Three leading economists exchanged differing views on whether President Obama’s stimulus package has revved up the U.S. economy during a roundtable discussion hosted by the student-led Chicago Asia Pacific Group at the Harper Center on May 17.

Justin Lin, chief economist and senior vice president of the World Bank, said he believes U.S. recovery has been stronger than expected, partly due to government stimulus.

Lin, the first World Bank chief economist from China, said his country adopted fiscal stimulus measures in 1998, using government funds to improve infrastructure following the Asian financial crisis. He said fiscal stimulus works if it’s used to enhance productivity, which can increase the economic growth rate and government revenue, thereby alleviating the debt burden and boosting consumer confidence.

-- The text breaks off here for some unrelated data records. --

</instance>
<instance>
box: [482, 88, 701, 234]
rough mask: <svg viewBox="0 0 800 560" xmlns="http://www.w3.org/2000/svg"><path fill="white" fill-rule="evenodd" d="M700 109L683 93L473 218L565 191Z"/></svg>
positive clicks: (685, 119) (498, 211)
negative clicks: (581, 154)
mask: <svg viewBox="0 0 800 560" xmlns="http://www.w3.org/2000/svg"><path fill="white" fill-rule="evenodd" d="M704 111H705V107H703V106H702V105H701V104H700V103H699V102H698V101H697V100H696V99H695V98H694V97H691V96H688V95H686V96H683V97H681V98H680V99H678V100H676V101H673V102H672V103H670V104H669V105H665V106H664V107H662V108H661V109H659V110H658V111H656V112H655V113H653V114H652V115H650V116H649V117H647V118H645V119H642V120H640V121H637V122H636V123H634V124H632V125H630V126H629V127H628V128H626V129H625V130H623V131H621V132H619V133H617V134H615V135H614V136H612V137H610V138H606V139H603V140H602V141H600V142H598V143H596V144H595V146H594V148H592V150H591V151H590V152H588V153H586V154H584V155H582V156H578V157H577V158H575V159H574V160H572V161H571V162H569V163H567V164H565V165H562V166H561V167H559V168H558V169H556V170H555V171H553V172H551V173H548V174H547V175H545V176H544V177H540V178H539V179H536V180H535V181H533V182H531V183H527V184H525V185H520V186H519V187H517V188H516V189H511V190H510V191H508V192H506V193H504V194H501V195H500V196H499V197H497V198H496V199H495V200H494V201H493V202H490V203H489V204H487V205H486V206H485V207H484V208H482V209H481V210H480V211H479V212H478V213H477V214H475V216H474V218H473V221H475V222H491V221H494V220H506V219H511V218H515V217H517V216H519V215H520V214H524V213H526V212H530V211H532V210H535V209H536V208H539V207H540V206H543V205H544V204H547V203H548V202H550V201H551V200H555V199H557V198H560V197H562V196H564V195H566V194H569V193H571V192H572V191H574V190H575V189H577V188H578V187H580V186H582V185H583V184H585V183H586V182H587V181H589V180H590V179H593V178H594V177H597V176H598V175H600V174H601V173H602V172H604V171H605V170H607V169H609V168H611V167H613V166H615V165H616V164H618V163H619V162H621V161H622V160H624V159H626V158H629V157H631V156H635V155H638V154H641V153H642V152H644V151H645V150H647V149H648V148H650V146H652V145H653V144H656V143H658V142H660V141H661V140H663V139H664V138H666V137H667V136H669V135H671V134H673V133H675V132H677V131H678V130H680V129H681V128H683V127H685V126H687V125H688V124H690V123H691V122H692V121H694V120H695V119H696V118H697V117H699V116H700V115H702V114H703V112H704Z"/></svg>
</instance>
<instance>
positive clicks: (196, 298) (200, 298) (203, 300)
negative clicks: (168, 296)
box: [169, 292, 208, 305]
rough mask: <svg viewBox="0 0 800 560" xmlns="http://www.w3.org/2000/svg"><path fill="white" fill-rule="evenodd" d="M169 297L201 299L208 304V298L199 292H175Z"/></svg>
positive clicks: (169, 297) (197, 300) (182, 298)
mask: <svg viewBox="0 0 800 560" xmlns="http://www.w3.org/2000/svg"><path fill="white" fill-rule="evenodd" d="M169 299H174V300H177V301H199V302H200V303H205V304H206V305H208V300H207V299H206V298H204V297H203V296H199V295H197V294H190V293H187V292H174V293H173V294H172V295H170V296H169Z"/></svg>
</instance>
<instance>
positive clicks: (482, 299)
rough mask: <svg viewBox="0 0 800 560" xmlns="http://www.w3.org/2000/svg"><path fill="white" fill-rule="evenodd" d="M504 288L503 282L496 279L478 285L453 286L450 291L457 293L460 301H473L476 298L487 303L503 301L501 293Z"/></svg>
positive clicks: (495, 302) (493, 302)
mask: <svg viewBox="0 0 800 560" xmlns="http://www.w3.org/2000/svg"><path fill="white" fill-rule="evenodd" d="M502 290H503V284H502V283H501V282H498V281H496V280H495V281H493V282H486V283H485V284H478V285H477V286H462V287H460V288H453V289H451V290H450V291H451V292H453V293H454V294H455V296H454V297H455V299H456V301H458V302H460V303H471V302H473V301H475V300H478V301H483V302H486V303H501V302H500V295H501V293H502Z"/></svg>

“China used stimulus money to expand the highway system,” said Lin, who was one of the first citizens of the People’s Republic of China to receive a PhD in economics from a U.S. university, which was the University of Chicago, in 1986. “The growth rate increased from 9.6 percent to 10.8 percent. This, in turn, increased government revenue and the size of the economy. So we need to learn some lessons from China.”

The danger of misdirected fiscal stimulus, Lin cautioned, is “the huge, quick accumulation of public debt,” ultimately begetting increased taxes or inflation.

Nobel laureate Gary Becker, University Professor of Economics and of Sociology, said fiscal stimulus was “a mistake” that “hasn’t stimulated very much.” He said the government’s “wrong public policy reactions” to the recession are discouraging investment and keeping the economy from rebounding as rapidly as it did after the 1981–82 recession.

“Businesses have concerns about what direction future American polices are going in terms of taxation of business and of higher income,” Becker said. “Are we going to be heavily taxing energy emissions or changing anti-trust policy greatly? These and other policy changes being discussed have worried investors, and this is one reason we don’t see such a boom in investment, which we did see after previous recessions.”

Kevin Murphy, George J. Stigler Distinguished Service Professor of Economics, said fiscal stimulus won’t keep the economy going in the long term.

“You create short-term opportunities but when they evaporate, that just leaves a bigger hole to fill further down the road,” said Murphy.

The three economists said the United States and other rich nations could be rescued from the recession through investment in developing countries, such as China, India, and Brazil, which are rebounding quite well.

“The way for developed countries to generate high growth is to help less developed countries have a high growth,” Lin said.

Lin, Becker, and Murphy predicted that U.S.-trained MBAs will soon market themselves globally instead of trying to find jobs here.

 “Job opportunity will exist in the U.S., but not as much as before,” Lin told the audience of MBA students. “At the same time, you have economic growth in other parts of the world. If you can help poorer countries reach their potential, then you will be helping yourself, helping developing countries, and doing good for the world.”